Il licenziamento per ritorsione,
diretta o indiretta che questa sia, è un licenziamento
nullo, quando il motivo ritorsivo, come tale illecito,
sia stato l'unico determinante dello stesso, ai sensi
del combinato disposto degli artt. 1418, 2° comma, 1345
e 1324 c.c.. Esso costituisce l'ingiusta e arbitraria
reazione ad un comportamento legittimo del lavoratore
colpito (diretto) o di un'altra persona ad esso legata e
pertanto accomunata nella reazione (indiretto), che
attribuisce al licenziamento il connotato della
ingiustificata vendetta. Siffatto tipo di licenziamento
è stato ricondotto dalla giurisprudenza di legittimità,
data l'analogia di struttura, alla fattispecie di
licenziamento discriminatorio, vietato dagli artt. 4
della legge n. 604 del 1966, 15 della legge n. 300 del
1970 e 3 della legge n. 108 del 1990 - interpretate in
maniera estensiva - che ad esso riconnettono le
conseguenze ripristinatorie e risarcitorie di cui
all'art. 18 S.L. (cfr, da ultimo, Cass. 18 marzo 2011 n.

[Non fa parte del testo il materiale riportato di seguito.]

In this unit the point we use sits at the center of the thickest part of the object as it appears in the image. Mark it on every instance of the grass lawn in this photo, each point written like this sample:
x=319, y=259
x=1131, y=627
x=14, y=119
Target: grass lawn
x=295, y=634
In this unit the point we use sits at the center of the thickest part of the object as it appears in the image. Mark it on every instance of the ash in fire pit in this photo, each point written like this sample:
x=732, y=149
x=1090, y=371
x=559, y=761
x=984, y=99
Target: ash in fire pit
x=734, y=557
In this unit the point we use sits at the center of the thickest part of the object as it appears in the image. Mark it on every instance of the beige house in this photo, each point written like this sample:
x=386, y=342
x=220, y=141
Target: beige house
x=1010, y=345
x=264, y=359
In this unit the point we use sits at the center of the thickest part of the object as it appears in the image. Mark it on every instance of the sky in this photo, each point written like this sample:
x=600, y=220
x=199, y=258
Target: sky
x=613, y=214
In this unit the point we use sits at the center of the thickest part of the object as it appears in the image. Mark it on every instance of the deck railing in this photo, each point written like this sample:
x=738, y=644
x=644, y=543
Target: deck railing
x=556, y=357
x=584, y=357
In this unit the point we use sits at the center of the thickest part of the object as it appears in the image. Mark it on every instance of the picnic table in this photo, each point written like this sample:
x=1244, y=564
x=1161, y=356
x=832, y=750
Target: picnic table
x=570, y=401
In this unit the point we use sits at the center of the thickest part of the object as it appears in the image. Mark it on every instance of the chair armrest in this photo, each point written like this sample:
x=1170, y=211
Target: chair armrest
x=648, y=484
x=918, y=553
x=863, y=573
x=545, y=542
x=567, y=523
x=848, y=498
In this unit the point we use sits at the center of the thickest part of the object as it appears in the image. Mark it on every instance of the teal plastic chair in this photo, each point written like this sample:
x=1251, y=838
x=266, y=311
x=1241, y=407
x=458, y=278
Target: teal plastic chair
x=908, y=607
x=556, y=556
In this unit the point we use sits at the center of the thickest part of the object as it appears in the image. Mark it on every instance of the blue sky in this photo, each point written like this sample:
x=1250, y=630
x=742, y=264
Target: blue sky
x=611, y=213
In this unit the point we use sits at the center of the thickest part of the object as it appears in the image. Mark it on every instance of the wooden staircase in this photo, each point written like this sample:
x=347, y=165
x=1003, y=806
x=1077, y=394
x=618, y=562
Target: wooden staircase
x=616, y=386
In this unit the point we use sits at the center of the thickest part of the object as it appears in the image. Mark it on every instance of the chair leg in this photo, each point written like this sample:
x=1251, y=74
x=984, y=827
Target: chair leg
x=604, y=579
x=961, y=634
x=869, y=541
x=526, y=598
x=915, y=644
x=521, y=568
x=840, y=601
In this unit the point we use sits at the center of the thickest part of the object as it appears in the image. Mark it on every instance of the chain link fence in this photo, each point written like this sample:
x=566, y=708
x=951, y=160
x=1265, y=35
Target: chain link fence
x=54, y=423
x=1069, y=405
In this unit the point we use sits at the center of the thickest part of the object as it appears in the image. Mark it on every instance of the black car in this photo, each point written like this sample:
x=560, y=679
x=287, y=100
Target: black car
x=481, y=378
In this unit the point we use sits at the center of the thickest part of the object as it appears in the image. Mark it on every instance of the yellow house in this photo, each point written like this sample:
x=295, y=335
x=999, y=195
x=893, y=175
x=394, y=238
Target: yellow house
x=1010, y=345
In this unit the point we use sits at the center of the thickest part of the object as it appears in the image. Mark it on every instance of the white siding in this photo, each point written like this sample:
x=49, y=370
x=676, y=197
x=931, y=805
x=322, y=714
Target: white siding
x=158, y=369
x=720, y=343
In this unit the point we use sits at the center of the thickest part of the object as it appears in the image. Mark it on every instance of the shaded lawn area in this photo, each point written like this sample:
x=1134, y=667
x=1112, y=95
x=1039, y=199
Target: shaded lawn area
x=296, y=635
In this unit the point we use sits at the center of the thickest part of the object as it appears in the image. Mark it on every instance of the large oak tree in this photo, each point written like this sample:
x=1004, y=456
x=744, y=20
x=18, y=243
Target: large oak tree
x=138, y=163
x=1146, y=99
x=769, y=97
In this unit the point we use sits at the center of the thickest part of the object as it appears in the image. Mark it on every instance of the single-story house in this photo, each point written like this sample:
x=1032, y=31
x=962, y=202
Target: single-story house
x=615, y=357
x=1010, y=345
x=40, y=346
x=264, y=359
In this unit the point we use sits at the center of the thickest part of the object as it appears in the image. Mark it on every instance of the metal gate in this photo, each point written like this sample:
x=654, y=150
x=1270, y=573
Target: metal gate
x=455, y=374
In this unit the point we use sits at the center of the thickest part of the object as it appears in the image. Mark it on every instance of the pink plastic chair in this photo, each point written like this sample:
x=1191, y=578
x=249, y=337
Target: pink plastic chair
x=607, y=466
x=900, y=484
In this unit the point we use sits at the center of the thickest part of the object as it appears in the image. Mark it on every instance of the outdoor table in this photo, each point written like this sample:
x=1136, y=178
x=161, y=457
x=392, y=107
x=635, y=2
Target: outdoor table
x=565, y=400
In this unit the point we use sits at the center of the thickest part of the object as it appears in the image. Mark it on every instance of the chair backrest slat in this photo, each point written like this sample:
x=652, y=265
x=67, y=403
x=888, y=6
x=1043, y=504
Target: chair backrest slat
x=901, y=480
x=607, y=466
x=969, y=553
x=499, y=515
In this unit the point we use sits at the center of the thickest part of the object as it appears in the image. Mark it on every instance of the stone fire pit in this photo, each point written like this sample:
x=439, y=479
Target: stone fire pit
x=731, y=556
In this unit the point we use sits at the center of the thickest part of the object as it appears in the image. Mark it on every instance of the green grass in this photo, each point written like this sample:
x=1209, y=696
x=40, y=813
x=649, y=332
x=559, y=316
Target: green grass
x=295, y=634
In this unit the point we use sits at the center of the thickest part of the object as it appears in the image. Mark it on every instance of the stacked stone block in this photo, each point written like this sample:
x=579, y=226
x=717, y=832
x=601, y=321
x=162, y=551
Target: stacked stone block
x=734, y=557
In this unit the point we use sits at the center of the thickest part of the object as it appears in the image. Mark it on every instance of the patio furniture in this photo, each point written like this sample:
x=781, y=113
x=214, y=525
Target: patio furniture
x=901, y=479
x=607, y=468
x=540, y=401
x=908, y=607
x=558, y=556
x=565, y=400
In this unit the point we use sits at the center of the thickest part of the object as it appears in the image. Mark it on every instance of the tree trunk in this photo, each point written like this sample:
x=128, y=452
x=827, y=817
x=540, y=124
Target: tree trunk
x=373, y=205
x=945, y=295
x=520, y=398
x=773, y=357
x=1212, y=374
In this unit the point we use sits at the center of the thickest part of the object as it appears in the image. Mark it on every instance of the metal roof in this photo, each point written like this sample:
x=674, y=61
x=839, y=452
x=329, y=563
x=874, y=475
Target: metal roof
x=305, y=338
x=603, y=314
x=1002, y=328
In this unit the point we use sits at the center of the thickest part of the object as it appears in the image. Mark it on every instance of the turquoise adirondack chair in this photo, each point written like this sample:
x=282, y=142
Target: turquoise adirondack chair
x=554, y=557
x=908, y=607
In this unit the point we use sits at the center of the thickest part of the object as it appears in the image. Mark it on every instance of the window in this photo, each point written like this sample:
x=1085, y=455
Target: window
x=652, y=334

6282). L'onere della prova della esistenza di un motivo
di ritorsione del licenziamento e del suo carattere
determinante la volontà negoziale grava sul lavoratore
che deduce ciò in giudizio. Trattasi di prova non
agevole, sostanzialmente fondata sulla utilizzazione di
presunzioni, tra le quali presenta un ruolo non
secondario anche la dimostrazione della inesistenza del
diverso motivo addotto a giustificazione del
licenziamento o di alcun motivo ragionevole.